# Looking to Adopt Pet Pigeons in Ontario



## mrwoodstk (Nov 9, 2006)

We live in north western ontario and we raise commercial pigeons. I would like to have my own pets! E-mail if you can help [email protected]
Thanks...Jim


----------



## mrwoodstk (Nov 9, 2006)

*Commercial Pigeon*

I sould have said pigeons that are growen commercial, or we are pigeon farmers.


----------



## Hillybean (Oct 30, 2005)

Littlebird,
that is one thing they're raised for.They're also reaised for other things as well. Farming normally means they're gave clean food/water. Much like a chicken and turkey farm and most likely doesn't taste like a wild pigeon.

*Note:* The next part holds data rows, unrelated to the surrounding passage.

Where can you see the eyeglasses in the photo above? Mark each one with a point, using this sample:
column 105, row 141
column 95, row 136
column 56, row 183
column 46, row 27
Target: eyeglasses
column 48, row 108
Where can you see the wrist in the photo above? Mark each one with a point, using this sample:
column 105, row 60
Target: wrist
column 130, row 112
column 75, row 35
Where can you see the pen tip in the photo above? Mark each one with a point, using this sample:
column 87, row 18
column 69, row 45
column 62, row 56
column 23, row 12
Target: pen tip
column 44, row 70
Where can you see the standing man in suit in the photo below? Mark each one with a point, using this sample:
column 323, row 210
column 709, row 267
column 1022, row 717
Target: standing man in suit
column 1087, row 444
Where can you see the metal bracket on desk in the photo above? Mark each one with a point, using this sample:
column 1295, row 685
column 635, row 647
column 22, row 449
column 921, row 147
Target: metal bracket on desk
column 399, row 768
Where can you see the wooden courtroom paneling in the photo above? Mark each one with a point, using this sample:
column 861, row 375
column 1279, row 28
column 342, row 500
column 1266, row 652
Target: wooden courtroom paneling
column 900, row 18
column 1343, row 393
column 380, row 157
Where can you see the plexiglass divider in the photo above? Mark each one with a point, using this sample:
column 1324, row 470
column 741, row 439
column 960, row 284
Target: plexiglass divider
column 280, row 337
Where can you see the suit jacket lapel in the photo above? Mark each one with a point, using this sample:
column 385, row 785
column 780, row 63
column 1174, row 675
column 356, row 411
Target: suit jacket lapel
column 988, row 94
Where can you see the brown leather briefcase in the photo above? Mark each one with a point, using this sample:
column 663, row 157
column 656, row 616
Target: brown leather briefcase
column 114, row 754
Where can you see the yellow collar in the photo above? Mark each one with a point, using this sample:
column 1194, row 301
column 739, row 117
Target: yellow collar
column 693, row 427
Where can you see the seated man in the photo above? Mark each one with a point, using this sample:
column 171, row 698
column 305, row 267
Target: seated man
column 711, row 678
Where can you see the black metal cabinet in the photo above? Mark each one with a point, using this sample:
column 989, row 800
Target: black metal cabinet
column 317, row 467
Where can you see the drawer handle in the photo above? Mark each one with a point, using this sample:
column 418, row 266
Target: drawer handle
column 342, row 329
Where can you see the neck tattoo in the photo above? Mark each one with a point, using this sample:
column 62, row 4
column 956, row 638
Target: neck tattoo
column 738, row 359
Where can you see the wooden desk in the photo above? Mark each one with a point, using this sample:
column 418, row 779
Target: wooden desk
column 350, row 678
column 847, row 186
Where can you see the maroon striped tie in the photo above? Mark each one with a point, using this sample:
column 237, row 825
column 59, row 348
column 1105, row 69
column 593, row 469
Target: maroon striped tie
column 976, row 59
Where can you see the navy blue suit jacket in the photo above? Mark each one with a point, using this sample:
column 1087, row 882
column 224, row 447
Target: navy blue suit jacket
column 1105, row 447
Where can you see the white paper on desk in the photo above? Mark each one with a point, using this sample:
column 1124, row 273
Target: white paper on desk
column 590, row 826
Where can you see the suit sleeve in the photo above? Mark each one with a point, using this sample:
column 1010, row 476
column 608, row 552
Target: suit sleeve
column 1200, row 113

Mrwoodstk, is not on the wrong website. This person is here looking for a ''pet'' pigeon. One that they can care for and love, not eat. If they wanted a pigeon to eat, why would they buy one from someone else?

Lots of people that raise farm animals, sometimes own one as a pet as well. I know of several people that own ''pet'' chickens and eat their eggs. I've even rescently heard of some people that own or raise pigeons, that do the exact same thing.

I know someone that has a ''pet'' turkey (Mr.T). That doesn't stop the owner from eating turkey at Thanksgiving or any other time.

I'm just trying to explain that this happens often, with other animals. That doesn't mean that person shouldn't own one as a ''pet''. 
Charollette's Web, is a great example.....

Mrwoodstk, just a question, why don't you buy a young pigeon that you raise? 

I hope, I don't sound rude because that is not what I'm trying to do. 
-hilly


----------



## Feefo (Feb 8, 2002)

But what is to stop Mr Woodstck from keeping one or more of his "farmed" pigeons as a pet? Presumably then he would have a squab that could be handraised.

I am sorry, but I am also very confused and suspicious about this. 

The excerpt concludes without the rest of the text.